COLUMBUS — As Ohioans welcome spring temperatures, many hope to put the coronavirus pandemic in the rear-view mirror.

At the same time, research shows some will face post-COVID stress disorder for months to come.

In Ohio, 2.6 million people are fully vaccinated for COVID-19, which is about 20% of the state’s population.

Scott Keeter, senior survey advisor at the Pew Research Center, has been tracking psychological distress caused by the pandemic for more than a year.

He said the most recent report shows the younger generation still is suffering.

“In particular, in this version of the report, we have flagged young people ages 18 to 29 as experiencing especially high levels of distress,” Keeter explained.

Keeter noted sleeplessness and anxiety were the most common symptoms reported in the survey, as respondents said the unexpected nature of the outbreak and resulting social isolation created high levels of psychological distress.

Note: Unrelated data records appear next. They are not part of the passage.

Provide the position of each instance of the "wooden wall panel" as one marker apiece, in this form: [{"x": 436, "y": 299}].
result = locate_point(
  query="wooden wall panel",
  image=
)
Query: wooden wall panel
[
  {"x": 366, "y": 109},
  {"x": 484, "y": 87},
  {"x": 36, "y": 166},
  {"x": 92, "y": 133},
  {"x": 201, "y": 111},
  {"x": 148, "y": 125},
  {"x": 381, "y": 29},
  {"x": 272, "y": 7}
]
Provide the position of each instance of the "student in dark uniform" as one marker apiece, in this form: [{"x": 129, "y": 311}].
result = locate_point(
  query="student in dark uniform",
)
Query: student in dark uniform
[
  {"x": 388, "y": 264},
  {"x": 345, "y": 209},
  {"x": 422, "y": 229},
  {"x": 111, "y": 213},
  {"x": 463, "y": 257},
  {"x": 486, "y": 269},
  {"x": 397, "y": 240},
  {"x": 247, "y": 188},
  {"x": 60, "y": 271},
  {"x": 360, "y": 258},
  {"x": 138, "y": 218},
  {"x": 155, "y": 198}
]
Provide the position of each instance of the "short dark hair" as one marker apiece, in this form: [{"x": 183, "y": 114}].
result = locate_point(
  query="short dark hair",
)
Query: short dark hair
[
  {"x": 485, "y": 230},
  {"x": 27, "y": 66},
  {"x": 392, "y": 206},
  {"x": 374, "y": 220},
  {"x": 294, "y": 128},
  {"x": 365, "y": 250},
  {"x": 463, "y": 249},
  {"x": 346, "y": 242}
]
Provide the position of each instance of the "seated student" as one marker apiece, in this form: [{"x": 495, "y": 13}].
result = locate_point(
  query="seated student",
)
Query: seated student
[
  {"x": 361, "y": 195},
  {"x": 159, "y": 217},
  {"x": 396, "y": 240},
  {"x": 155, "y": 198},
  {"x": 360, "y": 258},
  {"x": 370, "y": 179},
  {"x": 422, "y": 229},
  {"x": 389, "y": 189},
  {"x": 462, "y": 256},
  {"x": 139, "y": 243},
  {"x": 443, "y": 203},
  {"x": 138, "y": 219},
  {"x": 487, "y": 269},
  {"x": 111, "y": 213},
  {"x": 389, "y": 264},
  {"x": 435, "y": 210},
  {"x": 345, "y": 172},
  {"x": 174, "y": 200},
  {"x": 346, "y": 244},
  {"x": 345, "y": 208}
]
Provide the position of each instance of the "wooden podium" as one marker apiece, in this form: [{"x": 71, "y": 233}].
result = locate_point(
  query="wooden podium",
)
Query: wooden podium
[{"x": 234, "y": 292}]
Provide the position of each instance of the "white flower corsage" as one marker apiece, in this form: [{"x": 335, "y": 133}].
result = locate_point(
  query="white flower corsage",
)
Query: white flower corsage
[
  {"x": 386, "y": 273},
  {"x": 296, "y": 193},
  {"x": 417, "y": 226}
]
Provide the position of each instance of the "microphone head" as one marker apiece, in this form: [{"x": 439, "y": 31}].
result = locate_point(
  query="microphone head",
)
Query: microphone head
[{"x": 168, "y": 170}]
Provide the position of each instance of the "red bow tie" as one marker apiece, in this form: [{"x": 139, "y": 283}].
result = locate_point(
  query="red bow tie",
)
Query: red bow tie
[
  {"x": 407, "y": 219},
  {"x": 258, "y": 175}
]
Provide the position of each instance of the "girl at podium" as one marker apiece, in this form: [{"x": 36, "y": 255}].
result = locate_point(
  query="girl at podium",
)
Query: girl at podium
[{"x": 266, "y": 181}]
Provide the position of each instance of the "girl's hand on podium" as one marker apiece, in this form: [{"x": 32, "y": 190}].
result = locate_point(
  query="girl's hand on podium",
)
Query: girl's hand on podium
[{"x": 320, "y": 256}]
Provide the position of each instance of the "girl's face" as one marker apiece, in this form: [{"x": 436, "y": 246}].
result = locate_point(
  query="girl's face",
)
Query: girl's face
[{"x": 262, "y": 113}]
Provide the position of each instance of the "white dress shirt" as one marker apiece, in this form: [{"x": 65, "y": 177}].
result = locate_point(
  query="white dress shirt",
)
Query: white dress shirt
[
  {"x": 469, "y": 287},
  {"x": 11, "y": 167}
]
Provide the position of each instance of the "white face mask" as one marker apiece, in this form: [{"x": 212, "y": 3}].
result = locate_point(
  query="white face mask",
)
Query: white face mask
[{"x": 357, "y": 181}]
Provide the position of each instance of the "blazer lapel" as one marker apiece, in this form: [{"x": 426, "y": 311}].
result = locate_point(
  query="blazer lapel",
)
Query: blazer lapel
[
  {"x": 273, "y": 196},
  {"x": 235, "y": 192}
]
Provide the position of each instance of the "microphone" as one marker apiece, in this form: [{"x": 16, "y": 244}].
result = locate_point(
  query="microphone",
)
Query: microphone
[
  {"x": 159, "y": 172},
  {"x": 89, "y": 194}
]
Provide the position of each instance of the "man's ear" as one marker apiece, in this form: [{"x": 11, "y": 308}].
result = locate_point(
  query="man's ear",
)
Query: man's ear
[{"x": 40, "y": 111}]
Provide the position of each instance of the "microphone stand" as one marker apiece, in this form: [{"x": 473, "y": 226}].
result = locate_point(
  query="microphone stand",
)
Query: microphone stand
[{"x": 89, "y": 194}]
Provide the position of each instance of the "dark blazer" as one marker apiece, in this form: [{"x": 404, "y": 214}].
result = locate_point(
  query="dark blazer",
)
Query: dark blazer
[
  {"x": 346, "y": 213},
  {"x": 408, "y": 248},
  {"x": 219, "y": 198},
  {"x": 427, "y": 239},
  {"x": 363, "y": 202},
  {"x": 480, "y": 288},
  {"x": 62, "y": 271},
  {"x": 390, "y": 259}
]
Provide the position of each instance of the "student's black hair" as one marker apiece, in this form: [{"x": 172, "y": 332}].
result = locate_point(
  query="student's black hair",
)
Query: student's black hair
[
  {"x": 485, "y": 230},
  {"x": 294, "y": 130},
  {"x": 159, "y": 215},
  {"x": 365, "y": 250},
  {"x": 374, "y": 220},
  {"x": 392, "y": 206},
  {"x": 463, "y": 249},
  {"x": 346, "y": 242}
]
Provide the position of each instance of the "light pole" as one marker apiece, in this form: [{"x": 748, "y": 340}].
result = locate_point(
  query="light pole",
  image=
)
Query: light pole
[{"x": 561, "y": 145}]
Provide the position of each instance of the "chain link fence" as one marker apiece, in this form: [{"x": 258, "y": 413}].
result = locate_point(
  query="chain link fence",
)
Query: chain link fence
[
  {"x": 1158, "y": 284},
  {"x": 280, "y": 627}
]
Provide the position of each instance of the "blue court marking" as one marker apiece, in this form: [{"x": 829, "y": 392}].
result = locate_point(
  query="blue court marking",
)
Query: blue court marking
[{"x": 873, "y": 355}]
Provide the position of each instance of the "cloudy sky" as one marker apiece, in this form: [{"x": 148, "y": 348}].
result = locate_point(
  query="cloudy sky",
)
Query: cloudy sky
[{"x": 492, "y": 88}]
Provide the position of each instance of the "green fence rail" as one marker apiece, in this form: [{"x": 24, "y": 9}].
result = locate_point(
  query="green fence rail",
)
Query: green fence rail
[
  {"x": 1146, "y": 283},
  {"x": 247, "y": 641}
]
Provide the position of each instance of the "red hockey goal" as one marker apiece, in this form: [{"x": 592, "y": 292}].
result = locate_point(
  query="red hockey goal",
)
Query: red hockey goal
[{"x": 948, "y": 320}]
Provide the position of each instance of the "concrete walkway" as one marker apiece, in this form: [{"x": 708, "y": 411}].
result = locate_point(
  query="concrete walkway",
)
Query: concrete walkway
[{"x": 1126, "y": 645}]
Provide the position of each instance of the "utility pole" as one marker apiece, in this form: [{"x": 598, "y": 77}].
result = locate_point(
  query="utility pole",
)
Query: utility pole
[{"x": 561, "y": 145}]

Ohio is averaging about 1,800 new cases of COVID-19 daily, from a high of roughly 13,000 in early December. Ohioans between ages 20 and 29 account for the largest share of cases overall.

The Pew surveys were conducted at multiple points in the past year, using the same panelists each time. They revealed stress levels have dropped from about 25% at this time last year to 21% now.

But Keeter pointed out minority populations experienced higher levels of stress than others.

“That was particularly noticeable among Hispanics, and as a consequence of that, we think there is more psychological distress among Hispanics than among whites or Blacks,” Keeter commented.

Keeter noted anyone who has struggled financially during the pandemic is more likely to report distress.

He added the index of psychological distress is based on a set of five questions, asking about anxiety, sleeplessness, depression, loneliness and physical symptoms.